Nice tackle! Oh, er, not you.
Being the health nut that I so clearly wish I was, I ended up at a swimming pool the other day. None of your Joe Public scrotes pissing in the shallow end for me though, this was a private swimming pool, for members only. Yeah. It, er, came attached to the hotel I stayed in so I, um, got in for free. But that’s hardly the point, is it?
The point is, I was there, with my complimentary towels and lockers that you don’t have to put 20p in to prove you won’t steal the key. As though 20p is a deterrent to anyone that’s determined to lock a locker and go home for whatever reason.
Anyway, in the swanky changing rooms – free hairdryer, too, which almost made me regret the short hair – there was a giant TV screen. Behind a bit of glass so it didn’t get ruined, but a TV nonetheless. And they were showing football on it.
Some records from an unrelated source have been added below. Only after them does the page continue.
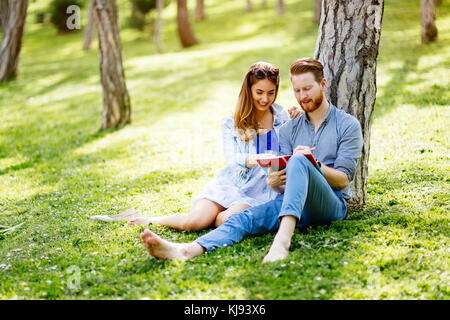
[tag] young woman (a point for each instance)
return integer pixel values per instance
(251, 130)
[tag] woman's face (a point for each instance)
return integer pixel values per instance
(263, 94)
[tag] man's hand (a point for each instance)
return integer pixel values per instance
(302, 150)
(294, 112)
(276, 178)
Now when watching football, there’s a rule about noise. There’s appreciative grunts when the ball hits the post, for example, or an “ooh” when someone takes a potshot from distance.
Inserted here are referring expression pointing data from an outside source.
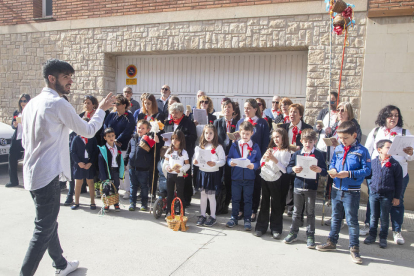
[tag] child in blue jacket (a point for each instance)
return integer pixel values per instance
(243, 178)
(111, 164)
(385, 191)
(305, 189)
(350, 164)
But at the same time, there’s rules in the changing room. Even a pleb like me knows that. Unlike a guy I used to work with who had no problem chatting to me at the urinals. Don’t think about me while you’re touching… that. You keep the noise to an absolute minimum. It’s you and strangers naked in a room together, and frankly, nobody is that comfortable with themselves or each other.
So what do you do? Do the rules of football watching overrule the rules of the changing room? Clearly you can’t go all out and comment about someone making a good tackle while a hairy middle manager cleans his balls in front of you, but can you give an “ooh” for a good save? I stayed quiet, it was for the best.
Just one more reason I shouldn’t be allowed in the real world.